The prognosis of metastatic CRC is poor. According to the results of analysis based on SEER, the 5-year relative survival rate is 13.5%, which is much lower than that of other high-metastasis cancers such as breast cancer. Our results, based on a large population analysis in the real world, identified a distant metastasis and poor prognosis in patients with a median OS of 30 months at most. The more metastatic sites in CRC patients, the worse their prognosis was. It should be noted that once the patients were diagnosed with brain metastasis, their median survival time is shorter than those with extracranial metastases. Compared with other organ metastases, lung metastases grow slower, and the OS rate is higher. So lung metastasis is the subtype with the best prognosis among metastasis types (19). However, patients with bone or brain metastases had the worst median survival and had little progress over time, which is similar to the prior studies (20, 21). Moreover, it was shown in our study that the prognosis of patients with rectal cancer and left colon cancer was better significantly than that of persons with right colon cancer. The reason might be that they have different embryonic sources, which affect biological habits, leading to significantly different epidemiology and clinical manifestations (2225).

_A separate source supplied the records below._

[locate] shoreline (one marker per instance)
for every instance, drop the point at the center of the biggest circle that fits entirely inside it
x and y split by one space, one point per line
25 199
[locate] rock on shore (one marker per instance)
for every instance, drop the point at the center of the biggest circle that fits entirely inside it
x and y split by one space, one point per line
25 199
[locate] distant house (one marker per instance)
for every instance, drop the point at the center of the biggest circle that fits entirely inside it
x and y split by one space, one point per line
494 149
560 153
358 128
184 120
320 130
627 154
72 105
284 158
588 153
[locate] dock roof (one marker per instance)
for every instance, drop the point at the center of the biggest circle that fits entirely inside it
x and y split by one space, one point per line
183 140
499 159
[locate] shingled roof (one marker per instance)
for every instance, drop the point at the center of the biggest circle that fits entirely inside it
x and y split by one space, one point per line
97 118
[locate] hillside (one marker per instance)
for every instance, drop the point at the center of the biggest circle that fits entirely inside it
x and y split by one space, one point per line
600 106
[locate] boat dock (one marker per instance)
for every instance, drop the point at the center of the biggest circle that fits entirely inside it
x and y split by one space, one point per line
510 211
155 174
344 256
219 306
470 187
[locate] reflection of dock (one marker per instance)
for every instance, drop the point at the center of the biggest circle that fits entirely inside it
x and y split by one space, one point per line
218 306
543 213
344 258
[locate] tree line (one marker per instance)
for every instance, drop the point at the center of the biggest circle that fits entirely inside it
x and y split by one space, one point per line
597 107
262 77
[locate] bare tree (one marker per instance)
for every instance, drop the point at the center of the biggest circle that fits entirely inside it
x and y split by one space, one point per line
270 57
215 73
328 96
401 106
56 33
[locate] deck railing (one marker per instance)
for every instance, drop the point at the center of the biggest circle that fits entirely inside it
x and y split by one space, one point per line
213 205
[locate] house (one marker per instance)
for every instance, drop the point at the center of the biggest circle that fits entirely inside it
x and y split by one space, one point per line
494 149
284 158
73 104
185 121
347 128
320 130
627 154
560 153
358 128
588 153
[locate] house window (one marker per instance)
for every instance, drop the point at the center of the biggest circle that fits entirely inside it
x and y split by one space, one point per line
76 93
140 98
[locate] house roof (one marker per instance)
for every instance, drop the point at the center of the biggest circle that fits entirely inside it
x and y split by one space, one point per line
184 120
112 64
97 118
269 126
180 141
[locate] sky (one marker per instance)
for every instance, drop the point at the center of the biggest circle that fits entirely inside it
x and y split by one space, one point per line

A series of prognostic factors for CRC patients with distant metastasis were found in the present research. In this study, patients with older age, unmarried status, elevated serum CEA, larger tumor size, N2 stage, poorly differentiated or undifferentiated grade, more metastatic sites, and right colon site might be related to higher cancer-specific mortality, which was similar to the results from a prior study (15). TNM staging of CRC is an important factor that significantly affects distant metastasis. The larger the tumor, the greater the tendency to have distant metastasis, and the shorter the OS rate, as a study reported (26). Tumor grading and staging have a reference value for clinically developing treatment plans and estimating prognosis, and especially tumor staging is more important. It is obvious that the higher the stage of the CRC, such as the N2 stage and more metastatic sites, the worse the prognosis (27). Simultaneously, poor differentiation of the CRC indicates an unfavorable prognosis. Hsu et al. (10) reported that CEA is elevated in approximately 40% of CRC, and it is still an independent factor influencing survival. Moreover, the prognosis of unmarried patients is worse than that of married patients, probably because spouses can provide social support and encourage patients to seek medical attention (28). Also, it has been previously reported that age and ethnicity were factors that influence the prognosis of patients with distant metastasis of CRC (29). Chan et al. (30) believed that the prognosis of the younger group was worse in the older age group, which was inconsistent with this study, and more studies are needed to further confirm these results.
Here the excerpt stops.